Clearing Up the Mystery of Water Weight and Weight Loss
People who are dieting often hear the phrase “water weight,” especially during the first few weeks of their weight loss effort. Yet what is the relationship between water weight and weight loss and how can you use that knowledge to help you drop excess pounds?
You are probably familiar with the ads proclaiming that you can lose 5, 10, or even more pounds during the first week to 10 days of a new diet. However, the fact is that regardless of which fad diet or weight loss program they are hawking, it’s common for people to lose a significant number of pounds during those early days of changing eating habits because the body is eliminating the excess water it has been hoarding.
That is, the 7 pounds you dropped during the first 10 days of your new diet was probably mostly water weight. Here’s why.
How water weight and weight loss works
Approximately 50 to 60 percent of your total body weight is comprised of water. The amount of water your cells and tissues retain varies depending on the foods you eat.
It’s well known that salt in the diet causes your cells to absorb water, but did you know sugar does the same thing? When you consume a lot of sugar, your insulin levels rise, which makes your body hold onto sodium.
Similarly, when you indulge in foods high in carbohydrates and you don’t burn those extra grams, your body stores three grams of water for every carb gram you retain as glycogen for energy use.
When you begin a diet and significantly reduce the amount of calories you consume, you burn up the calories you do eat, after which your body taps into your glycogen supply. The water that is bound to the glycogen is released, and you lose water weight.
According to Ashvini Mashru, RD, who wrote Small Steps to Slim, the first few pounds you lose when you begin a diet can be as much as eight pounds.

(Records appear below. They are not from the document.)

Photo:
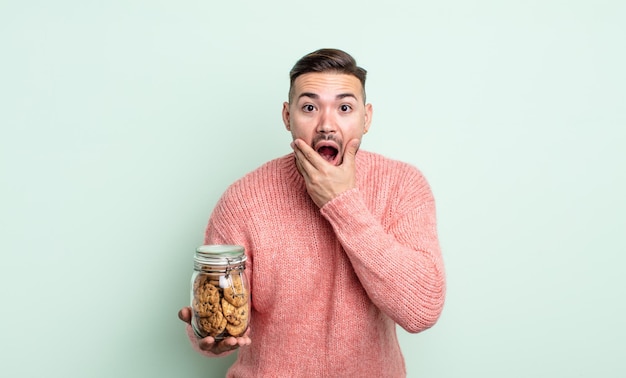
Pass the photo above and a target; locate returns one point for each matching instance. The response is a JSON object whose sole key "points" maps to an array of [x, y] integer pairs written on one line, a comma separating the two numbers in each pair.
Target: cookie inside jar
{"points": [[220, 298]]}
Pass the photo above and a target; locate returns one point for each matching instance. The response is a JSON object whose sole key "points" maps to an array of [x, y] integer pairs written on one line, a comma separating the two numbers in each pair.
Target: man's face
{"points": [[327, 110]]}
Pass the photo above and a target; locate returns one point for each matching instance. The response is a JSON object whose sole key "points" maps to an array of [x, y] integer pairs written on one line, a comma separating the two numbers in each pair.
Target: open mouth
{"points": [[329, 153]]}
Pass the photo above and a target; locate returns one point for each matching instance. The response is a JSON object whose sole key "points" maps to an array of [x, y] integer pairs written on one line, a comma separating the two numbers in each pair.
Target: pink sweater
{"points": [[329, 285]]}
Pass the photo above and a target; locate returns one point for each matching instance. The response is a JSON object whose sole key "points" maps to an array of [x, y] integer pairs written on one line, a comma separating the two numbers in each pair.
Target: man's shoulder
{"points": [[265, 174], [374, 160]]}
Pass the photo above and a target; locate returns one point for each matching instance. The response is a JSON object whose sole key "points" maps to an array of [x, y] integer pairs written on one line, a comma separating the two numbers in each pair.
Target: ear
{"points": [[369, 111], [286, 116]]}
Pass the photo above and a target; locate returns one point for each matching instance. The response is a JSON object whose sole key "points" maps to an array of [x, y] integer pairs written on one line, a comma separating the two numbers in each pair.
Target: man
{"points": [[342, 245]]}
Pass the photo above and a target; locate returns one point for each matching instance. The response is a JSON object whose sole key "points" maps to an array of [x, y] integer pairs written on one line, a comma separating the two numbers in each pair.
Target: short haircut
{"points": [[327, 60]]}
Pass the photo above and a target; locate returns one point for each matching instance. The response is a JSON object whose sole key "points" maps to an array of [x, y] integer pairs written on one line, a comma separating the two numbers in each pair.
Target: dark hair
{"points": [[327, 60]]}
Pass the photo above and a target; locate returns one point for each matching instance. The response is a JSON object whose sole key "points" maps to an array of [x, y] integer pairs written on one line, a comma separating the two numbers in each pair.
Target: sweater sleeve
{"points": [[401, 267]]}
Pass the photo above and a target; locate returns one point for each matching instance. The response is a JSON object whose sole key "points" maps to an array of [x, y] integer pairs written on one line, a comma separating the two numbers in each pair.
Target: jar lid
{"points": [[220, 254]]}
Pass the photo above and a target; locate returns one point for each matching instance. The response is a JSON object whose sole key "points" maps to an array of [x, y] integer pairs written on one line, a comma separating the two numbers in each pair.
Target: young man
{"points": [[342, 245]]}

When you rehydrate your body, you will likely notice a small uptick in weight, but “your body is just adjusting to your healthier eating habits,” she explains.
That initial loss of water weight can be encouraging for dieters but then turn to discouragement once the real battle—losing fat—begins. That’s because the body’s metabolism is set on survival mode, so first it burns carbs (sugars and starches), then muscle, and then fat.
If you want to keep your water weight in balance and help your weight loss efforts, follow these six tips:
- Avoid sugar and salt as much as possible. If you focus on fresh, natural foods rather than refined or processed foods, you will find this tip to be easy
- Avoid drastic reductions in calorie intake because it can elevate your cortisol levels, which in turn increases your body’s tendency to retain water
- Limit alcohol intake, as it can cause dehydration, which in turn prompts the body to retain water
- Drink water throughout the day. If you don’t consume enough water (8-10 glasses), your body will go into survival mode and retain water to ensure your cells continue to function optimally. In addition, water is necessary to flush excess sodium and fluid from your body
- Include foods rich in potassium in your diet (e.g., dark leafy greens, dried fruits, bananas, white and kidney beans, avocados) because they help with fluid balance
- Exercise 4 to 6 days a week to help reduce water retention
Menstruation is associated with water retention, but following the above tips can help keep it in check.
If you are a dieter who weighs herself every day, be aware that if you notice a gain or loss of a half pound or slightly more between one day to the next, it is likely water weight. A gain can be lost by reducing your salt and sugar intake and drinking more water.